Los tres nos sentamos en cómodos sofás, y luego saqué rápidamente el iPad que el jefe me había dado.

—He enviado el informe sobre los mercados del otro día en Estados Unidos… están listo para que los vea… —él asintió mirándome con incógnita y luego escuché a la mujer:

—¡Vaya…! Tienes a una maquinita aquí…

Fruncí mi ceño de inmediato, y luego la miré.

No sé qué pretendía ella, pero no lo iba a aceptar.

—Mi nombre es Anastasia Ivanova, señorita… —ella sonrió aún más.

—Lo sé… lo sé… —y luego observó al jefe—. Oye… ¿Cuándo es que te vas a Italia de nuevo?

Levanté mi rostro.

El señor Vasíliev y él literalmente estaban vetados en Italia, al menos por su seguridad no podrían viajar pronto.

—Italia no… pero iré a Suecia pronto… ahora, comencemos con el contrato de la señorita Ivanova…

Me arrimé un poco, pero el jefe dijo:

—Anastasia… Ven a mi lado… —miré a Vicky y luego a él.

—¿Su lado? —Pregunté casi atorada, y el jefe arrimó una silla de oficina que palmeó inmediatamente en dirección al puesto.

—Aquí…

Pasé un trago, me levanté y dejé la maleta.

Sin embargo, había un silencio demasiado extraño.

—Lee, Vicky… —Ella frunció nuevamente el ceño ante la orden, y luego sacó unas hojas de su carpeta.

—El jefe quiere un contrato exclusivo para ti… así que hay partes modificables… además que será un contrato indefinido.

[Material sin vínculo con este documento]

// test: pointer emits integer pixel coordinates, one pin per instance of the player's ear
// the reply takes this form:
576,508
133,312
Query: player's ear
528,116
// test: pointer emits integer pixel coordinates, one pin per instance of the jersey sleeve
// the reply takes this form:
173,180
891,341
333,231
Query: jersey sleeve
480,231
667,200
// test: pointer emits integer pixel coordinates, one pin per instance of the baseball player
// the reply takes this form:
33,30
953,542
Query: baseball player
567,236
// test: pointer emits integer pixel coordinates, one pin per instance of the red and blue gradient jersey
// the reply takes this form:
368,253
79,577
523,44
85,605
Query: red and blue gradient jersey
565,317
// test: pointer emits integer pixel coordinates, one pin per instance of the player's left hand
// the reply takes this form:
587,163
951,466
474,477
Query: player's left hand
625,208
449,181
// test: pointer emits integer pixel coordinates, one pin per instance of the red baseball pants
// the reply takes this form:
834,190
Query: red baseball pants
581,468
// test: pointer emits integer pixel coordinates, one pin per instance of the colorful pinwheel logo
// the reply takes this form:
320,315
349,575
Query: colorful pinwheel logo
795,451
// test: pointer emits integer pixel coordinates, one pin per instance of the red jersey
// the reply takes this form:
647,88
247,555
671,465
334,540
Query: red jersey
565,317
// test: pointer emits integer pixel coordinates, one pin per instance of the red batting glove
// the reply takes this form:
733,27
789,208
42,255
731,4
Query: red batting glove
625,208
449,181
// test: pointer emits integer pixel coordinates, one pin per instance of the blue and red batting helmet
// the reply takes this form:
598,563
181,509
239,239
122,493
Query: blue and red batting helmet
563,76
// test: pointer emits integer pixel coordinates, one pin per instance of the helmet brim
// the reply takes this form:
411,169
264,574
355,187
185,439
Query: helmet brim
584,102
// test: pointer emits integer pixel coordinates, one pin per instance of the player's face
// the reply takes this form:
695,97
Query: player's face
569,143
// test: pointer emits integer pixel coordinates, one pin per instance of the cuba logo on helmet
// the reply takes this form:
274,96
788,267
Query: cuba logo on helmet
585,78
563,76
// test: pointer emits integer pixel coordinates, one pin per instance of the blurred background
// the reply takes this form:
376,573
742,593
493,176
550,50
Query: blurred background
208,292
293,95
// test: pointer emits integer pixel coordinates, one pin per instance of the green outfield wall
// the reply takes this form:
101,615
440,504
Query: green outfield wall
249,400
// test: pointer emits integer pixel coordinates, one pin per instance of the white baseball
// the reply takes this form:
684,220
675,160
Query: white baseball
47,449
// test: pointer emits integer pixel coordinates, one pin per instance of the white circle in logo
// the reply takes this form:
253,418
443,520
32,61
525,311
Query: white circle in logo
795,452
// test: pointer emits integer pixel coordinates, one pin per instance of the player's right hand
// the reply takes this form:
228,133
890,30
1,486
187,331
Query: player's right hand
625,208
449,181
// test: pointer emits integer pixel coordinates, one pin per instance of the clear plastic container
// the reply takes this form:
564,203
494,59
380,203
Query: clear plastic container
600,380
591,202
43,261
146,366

Es sencillo, pero tiene un punto relevante y único, el más importante de todos, la confidencialidad…

Apreté mi boca y luego tuve el valor para girarme para notar que él estaba detallando mi rostro.

—Mis negocios oscuros… —dijo muy lento mientras bajó la mirada a mi boca, y luego yo observé la de él.